A: In many ways, The Heretic Queen is a natural progression from my debut novel Nefertiti. The sequel picks up the plot after the brief interceding reign of Tutankhamun. The narrator is orphaned Nefertari, who suffers terribly because of her relationship to the reviled "Heretic Queen". Despite the Heretic Queen's death a generation prior, Nefertari is still tainted by her relationship to her aunt, Queen Nefertiti, and when young Ramesses falls in love and wishes to marry her, it is a struggle not just against an angry court, but against the wishes of a rebellious people.
But perhaps I would never have chosen to write on Nefertari at all if I hadn't taken a trip to Egypt and seen her magnificent tomb. At one time, visiting her tomb was practically free, but today, a trip underground to see one of the most magnificent places on earth can cost upwards of five thousand dollars (yes, you read that right). If you want to share the cost and go with a group, the cost lowers to the bargain-basement price of about three thousand. As a guide told us of the phenomenal price, I looked at my husband, and he looked at me. We had flown more than seven thousand miles, suffered the indignities of having to wear the same clothes for three days because of lost luggage… and really, what were the possibilities of our ever returning to Egypt again? There was only one choice. We paid the outrageous price, and I have never forgotten the experience.
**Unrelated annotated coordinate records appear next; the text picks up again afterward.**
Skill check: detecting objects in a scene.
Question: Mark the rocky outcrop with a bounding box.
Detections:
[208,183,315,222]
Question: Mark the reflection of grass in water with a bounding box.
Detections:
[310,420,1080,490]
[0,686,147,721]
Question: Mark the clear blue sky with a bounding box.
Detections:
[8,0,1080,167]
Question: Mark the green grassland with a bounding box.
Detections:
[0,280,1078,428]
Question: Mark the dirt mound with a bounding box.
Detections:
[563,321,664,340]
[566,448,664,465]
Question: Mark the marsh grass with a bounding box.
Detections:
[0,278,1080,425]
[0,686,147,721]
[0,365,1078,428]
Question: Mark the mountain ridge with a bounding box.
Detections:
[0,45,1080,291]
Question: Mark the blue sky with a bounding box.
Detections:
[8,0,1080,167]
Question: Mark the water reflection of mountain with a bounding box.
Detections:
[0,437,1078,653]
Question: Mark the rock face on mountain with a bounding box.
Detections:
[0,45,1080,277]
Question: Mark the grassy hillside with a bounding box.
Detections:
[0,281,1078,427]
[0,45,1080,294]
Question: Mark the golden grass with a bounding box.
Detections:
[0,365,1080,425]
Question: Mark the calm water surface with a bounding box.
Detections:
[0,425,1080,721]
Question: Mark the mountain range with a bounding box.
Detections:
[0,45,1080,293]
While breathing in some of the most expensive air in the world, I saw a tomb that wasn't just fit for a queen, but a goddess. In fact, Nefertari was only one of two (possibly three) queens ever deified in her lifetime, and as I gazed at the vibrant images on her tomb - jackals and bulls, cobras and gods - I knew that this wasn't just any woman, but a woman who had been loved fiercely when she was alive. Because I am a sucker for romances, particularly if those romances actually happened, I immediately wanted to know more about Nefertari and Ramesses the Great. So my next stop was the Hall of Mummies at the Egyptian Museum in Cairo. There, resting beneath a heavy arc of glass, was the great Pharaoh himself. For a ninety-something year old man, he didn't look too bad. His short red hair was combed back neatly and his face seemed strangely peaceful in its three thousand year repose. I tried to imagine him as he'd been when he was young - strong, athletic, frighteningly rash and incredibly romantic. Buildings and poetry remain today as testaments to Ramesses's softer side, and in one of Ramesses's more famous poems he calls Nefertari "the one for whom the sun shines." His poetry to her can be found from Luxor to Abu Simbel, and it was my visit to Abu Simbel (where Ramesses built a temple for Nefertari) where I finally decided that I had to tell their story.